Re: Moving to Keyed Archiving
Re: Moving to Keyed Archiving
- Subject: Re: Moving to Keyed Archiving
- From: Drew McCormack <email@hidden>
- Date: Wed, 27 Aug 2003 13:17:26 +0200
On Tuesday, August 26, 2003, at 09:32 PM, Drew McCormack wrote:
On Tuesday, August 26, 2003, at 05:58 PM, Justin Anderson wrote:
There's one idea provided by Apple in the Cocoa Docs at
<http://developer.apple.com/documentation/Cocoa/Conceptual/Archiving/
Tasks/convertingclasses.html>.
What you're looking for is down towards the bottom of the page, right
before the sample code. The gist of it is that you should test for
-containsValueForKey: (available in both NSKeyedUnarchiver and
NSCoder). Apple's sample code on there is for NSCoder's
-initWithCoder, but here's basically what you'd need to do for your
-loadDataRepresentation: ofType:
- (BOOL)loadDataRepresentation:(NSData *)data ofType:(NSString *)aType
{
NSKeyedUnarchiver *keyedUnarchiver = [[[NSKeyedUnarchiver alloc]

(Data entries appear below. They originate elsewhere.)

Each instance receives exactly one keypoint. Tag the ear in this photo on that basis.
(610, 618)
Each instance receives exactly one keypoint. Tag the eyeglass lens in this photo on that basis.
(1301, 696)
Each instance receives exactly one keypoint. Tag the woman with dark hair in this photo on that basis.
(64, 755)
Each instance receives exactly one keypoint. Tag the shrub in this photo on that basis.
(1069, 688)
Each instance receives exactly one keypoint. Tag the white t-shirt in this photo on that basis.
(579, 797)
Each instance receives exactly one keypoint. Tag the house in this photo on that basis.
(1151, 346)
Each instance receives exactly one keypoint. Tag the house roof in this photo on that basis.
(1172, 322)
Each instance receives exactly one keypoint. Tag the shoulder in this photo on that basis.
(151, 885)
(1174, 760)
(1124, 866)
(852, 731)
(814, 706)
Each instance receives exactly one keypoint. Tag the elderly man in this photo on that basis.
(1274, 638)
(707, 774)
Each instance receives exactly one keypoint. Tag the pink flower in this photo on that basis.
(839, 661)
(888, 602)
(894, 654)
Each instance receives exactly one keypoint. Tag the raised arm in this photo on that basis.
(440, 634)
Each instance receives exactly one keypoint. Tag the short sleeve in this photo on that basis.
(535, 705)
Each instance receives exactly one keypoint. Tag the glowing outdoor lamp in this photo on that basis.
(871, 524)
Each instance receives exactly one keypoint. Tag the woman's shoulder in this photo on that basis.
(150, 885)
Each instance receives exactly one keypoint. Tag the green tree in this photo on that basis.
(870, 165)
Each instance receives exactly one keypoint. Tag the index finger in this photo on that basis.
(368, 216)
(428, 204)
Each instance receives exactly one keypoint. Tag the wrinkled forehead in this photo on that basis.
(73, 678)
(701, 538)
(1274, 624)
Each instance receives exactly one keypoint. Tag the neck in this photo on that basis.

initForReadingWithData:data] autorelease];
NSUnarchiver *unarchiver = [[[NSUnarchiver alloc]
initForReadingWithData:data] autorelease];
Unfortunately this doesn't work. If the data is not in keyed format,
you get the following
2003-08-26 21:21:25.592 Trade Strategist[13644] CFLog (0):
CFPropertyListCreateFromXMLData(): plist parse failed; the data is
not proper UTF-8. The file name for this data could be:
com.apple.LaunchServices.00039363bc02.plist --
/Users/drew/Library/Preferences/ByHost/
The parser will retry as in 10.1, but the problem should be corrected
in the plist.
Trade Strategist has exited due to signal 11 (SIGSEGV).
Unfortunately you don't get a nil object returned, or an NSException
raised, it just dies with a signal 11. Bad.
How can I get around this? I need to be able to find out what is in
the data without crashing my program.
Drew
------
To answer my own post, I did manage to come up with a solution. Here it
is, in case it helps someone.
If you try to initialize an NSKeyedUnarchiver with non-keyed data, it
will crash. Bad Apple!!! I regard this as a bug. You should get a
chance to recover, via an NSException or by returning nil.
Luckily the NSUnarchiver does not crash if it tries to decode invalid
data. A method like decodeObject simply returns nil, as it should.
So the solution to knowing whether you are dealing with serial or keyed
data, is first to try the serial version in your NSDocument's
loadDataRepresentation:ofType: method. If the decodeObject methods are
returning nil, the data is not serial. You can then try the keyed
version safely without crashing your code.
Drew
----------------------------------
Dr. Drew McCormack
Trade Strategist (www.trade-strategist.com)
Stock Market strategy design platform for Mac OS X.